Add fallback for undo-ing encodings. (#15302)

If the callback function returns a failure (which means that the
configuration is not implemented yet), it will undo the encodings.

The revision uses i32.i32.i32 as a test case.
diff --git a/llvm-external-projects/iree-dialects/lib/Dialect/LinalgExt/Passes/MaterializeEncoding.cpp b/llvm-external-projects/iree-dialects/lib/Dialect/LinalgExt/Passes/MaterializeEncoding.cpp
index 5207163..1fff730 100644
--- a/llvm-external-projects/iree-dialects/lib/Dialect/LinalgExt/Passes/MaterializeEncoding.cpp
+++ b/llvm-external-projects/iree-dialects/lib/Dialect/LinalgExt/Passes/MaterializeEncoding.cpp
@@ -50,17 +50,20 @@
                                originalType.getElementType(), encoding);
 }
 
+static RankedTensorType dropEncoding(RankedTensorType type) {
+  return RankedTensorType::get(type.getShape(), type.getElementType());
+}
+
 /// For a given tensor type with an encoding, return the materialized
 /// type to use for it. If no encoding is set, then return the tensor type
 /// itself.
 static RankedTensorType
 getMaterializedType(RankedTensorType tensorType,
                     MaterializeEncodingFn materializeEncodingFn) {
-
   FailureOr<MaterializeEncodingInfo> materializeEncodingInfo =
       materializeEncodingFn(tensorType);
   if (failed(materializeEncodingInfo)) {
-    return tensorType;
+    return dropEncoding(tensorType);
   }
   return tensor::PackOp::inferPackedType(
              getOriginalTypeWithEncoding(tensorType),
@@ -70,15 +73,30 @@
       .cast<RankedTensorType>();
 }
 
+static Operation *dropEncodingAndCloneOp(OpBuilder &builder, Operation *op,
+                                         ValueRange convertedInputOperands,
+                                         ValueRange convertedOutputOperands) {
+  SmallVector<Value> operands;
+  operands.append(convertedInputOperands.begin(), convertedInputOperands.end());
+  operands.append(convertedOutputOperands.begin(),
+                  convertedOutputOperands.end());
+  return mlir::clone(
+      builder, op,
+      {dropEncoding(
+          convertedOutputOperands[0].getType().cast<RankedTensorType>())},
+      operands);
+}
+
 //===---------------------------------------------------------------------===//
 // Methods to convert the encoding to parameters of the Pack operation
 //===---------------------------------------------------------------------===//
 
 /// Given the `encoding` return the `MaterializeEncodingInfo` to use for
-/// materializing the pack op.
-// TODO(ravishankarm): This is currently hard-coded here for convenience. When
-// used in IREE, this will be computed based on the architecture information in
-// `hal.executable.variant`.
+/// materializing the pack op. This is mainly for testing. The configurations
+/// are arbitrary values.
+// TODO(hanchung): Move the implementation to Codegen/Common. This is currently
+// hard-coded here for testing convenience. When used in IREE, this will be
+// computed based on the architecture information in `hal.executable.variant`.
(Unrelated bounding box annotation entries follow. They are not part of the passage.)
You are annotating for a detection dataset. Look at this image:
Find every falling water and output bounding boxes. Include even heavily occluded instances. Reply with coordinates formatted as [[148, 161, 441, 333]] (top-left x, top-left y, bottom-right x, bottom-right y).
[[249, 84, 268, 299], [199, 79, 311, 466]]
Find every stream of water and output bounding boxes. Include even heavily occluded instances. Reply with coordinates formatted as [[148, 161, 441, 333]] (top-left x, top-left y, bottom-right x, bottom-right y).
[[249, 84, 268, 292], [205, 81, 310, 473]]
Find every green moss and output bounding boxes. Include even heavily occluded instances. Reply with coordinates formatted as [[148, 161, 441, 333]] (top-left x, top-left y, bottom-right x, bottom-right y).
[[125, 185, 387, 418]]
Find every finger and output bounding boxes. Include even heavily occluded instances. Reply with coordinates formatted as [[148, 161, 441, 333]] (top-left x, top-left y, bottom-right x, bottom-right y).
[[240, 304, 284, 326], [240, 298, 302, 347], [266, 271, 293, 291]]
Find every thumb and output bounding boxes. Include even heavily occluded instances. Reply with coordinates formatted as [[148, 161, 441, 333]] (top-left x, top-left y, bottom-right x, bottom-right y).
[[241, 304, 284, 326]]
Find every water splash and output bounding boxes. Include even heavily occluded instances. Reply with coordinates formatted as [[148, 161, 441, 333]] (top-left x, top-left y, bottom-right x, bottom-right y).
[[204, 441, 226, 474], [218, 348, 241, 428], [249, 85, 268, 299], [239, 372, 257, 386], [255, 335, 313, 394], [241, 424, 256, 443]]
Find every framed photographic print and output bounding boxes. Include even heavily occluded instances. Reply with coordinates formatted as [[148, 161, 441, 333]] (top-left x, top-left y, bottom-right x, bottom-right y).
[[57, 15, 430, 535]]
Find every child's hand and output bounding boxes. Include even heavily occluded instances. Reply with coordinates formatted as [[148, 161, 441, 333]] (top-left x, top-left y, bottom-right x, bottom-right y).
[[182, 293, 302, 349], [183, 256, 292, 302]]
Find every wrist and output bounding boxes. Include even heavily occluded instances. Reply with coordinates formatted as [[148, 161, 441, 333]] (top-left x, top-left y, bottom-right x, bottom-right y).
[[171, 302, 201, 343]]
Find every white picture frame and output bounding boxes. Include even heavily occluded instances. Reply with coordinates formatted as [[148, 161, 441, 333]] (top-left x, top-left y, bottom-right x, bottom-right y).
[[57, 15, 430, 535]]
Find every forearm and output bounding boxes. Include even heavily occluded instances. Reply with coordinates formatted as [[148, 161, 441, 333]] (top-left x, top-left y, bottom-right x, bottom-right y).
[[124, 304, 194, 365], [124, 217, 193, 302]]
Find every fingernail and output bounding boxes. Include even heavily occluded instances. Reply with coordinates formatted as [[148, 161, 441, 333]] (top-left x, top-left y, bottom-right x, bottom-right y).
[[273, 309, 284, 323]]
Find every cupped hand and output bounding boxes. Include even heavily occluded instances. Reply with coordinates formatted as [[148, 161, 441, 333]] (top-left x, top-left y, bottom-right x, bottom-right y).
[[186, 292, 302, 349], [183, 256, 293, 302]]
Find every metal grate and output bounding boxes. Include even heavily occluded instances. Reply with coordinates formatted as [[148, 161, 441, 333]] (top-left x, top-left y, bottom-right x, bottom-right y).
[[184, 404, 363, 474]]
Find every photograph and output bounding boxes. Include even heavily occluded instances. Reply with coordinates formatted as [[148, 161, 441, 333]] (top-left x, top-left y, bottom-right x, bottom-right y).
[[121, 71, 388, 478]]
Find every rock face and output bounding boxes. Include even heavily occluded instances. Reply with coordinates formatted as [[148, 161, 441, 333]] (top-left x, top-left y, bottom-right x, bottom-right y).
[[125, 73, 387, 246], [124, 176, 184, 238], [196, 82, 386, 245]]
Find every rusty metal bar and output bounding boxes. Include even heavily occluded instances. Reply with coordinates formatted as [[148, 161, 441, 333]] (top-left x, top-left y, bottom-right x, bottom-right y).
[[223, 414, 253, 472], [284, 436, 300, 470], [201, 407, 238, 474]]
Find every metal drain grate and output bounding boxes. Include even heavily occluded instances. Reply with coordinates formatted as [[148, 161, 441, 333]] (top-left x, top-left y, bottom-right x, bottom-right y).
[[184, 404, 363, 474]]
 // A real implementation would return tile sizes that depend on at least the
 // `tensorType`'s element type (e.g. different tile sizes for i8 vs f32, because
 // the SIMD instructions may have different shapes).
@@ -93,12 +111,15 @@
 
   auto user = encoding.getUser().getValue();
   auto role = encoding.getRole().getValue();
+  // Below is for testing purpose. It only materialize for f32 cases.
   switch (user) {
   case EncodingUser::MATMUL:
   case EncodingUser::BATCH_MATMUL:
-    return chooseEncodingInfoForMatmul(user, role, /*tileParams=*/{8, 4, 8});
+    if (tensorType.getElementType().isF32()) {
+      return chooseEncodingInfoForMatmul(user, role, /*tileParams=*/{8, 4, 8});
+    }
   }
-  llvm_unreachable("unhandled EncodingUser case");
+  return failure();
 }
 
 //===---------------------------------------------------------------------===//
@@ -227,11 +248,10 @@
 /// - rhs encoding with role=RHS
 /// - result encoding with role=RESULT
 /// to linalg.mmt4d op.
-static FailureOr<Operation *>
-lowerOpWithEncoding(RewriterBase &rewriter, linalg::MatmulOp matmulOp,
-                    ValueRange convertedInputOperands,
-                    ValueRange convertedOutputOperands, MaterializeEncodingFn,
-                    MaterializeEncodingValueFn) {
+static FailureOr<Operation *> lowerOpWithEncoding(
+    RewriterBase &rewriter, linalg::MatmulOp matmulOp,
+    ValueRange convertedInputOperands, ValueRange convertedOutputOperands,
+    MaterializeEncodingFn materializeEncodingFn, MaterializeEncodingValueFn) {
   if (!matmulOp.hasTensorSemantics())
     return failure();
   auto inputs = matmulOp.getDpsInputOperands();
@@ -256,10 +276,20 @@
           mlir::iree_compiler::IREE::LinalgExt::EncodingRole::RESULT) {
     return failure();
   }
-  Operation *mmt4DOp = rewriter.create<linalg::Mmt4DOp>(
-      matmulOp.getLoc(), convertedOutputOperands[0].getType(),
-      convertedInputOperands, convertedOutputOperands);
-  return mmt4DOp;
+
+  FailureOr<MaterializeEncodingInfo> materializeEncodingInfo =
+      materializeEncodingFn(getOriginalTypeWithEncoding(
+          matmulOp.getResultTypes()[0].cast<RankedTensorType>()));
+  Operation *result;
+  if (failed(materializeEncodingInfo)) {
+    result = dropEncodingAndCloneOp(rewriter, matmulOp, convertedInputOperands,
+                                    convertedOutputOperands);
+  } else {
+    result = rewriter.create<linalg::Mmt4DOp>(
+        matmulOp.getLoc(), convertedOutputOperands[0].getType(),
+        convertedInputOperands, convertedOutputOperands);
+  }
+  return result;
 }
 
 /// Utility method to convert from `linalg.batch_matmul` with
@@ -267,11 +297,10 @@
 /// - rhs encoding with user=BATCH_MATMUL_*, role=RHS
 /// - result encoding with user=BATCH_MATMUL_*, role=RESULT
 /// to linalg.batch_mmt4d op.
-static FailureOr<Operation *>
-lowerOpWithEncoding(RewriterBase &rewriter, linalg::BatchMatmulOp batchMatmulOp,
-                    ValueRange convertedInputOperands,
-                    ValueRange convertedOutputOperands, MaterializeEncodingFn,
-                    MaterializeEncodingValueFn) {
+static FailureOr<Operation *> lowerOpWithEncoding(
+    RewriterBase &rewriter, linalg::BatchMatmulOp batchMatmulOp,
+    ValueRange convertedInputOperands, ValueRange convertedOutputOperands,
+    MaterializeEncodingFn materializeEncodingFn, MaterializeEncodingValueFn) {
   if (!batchMatmulOp.hasTensorSemantics())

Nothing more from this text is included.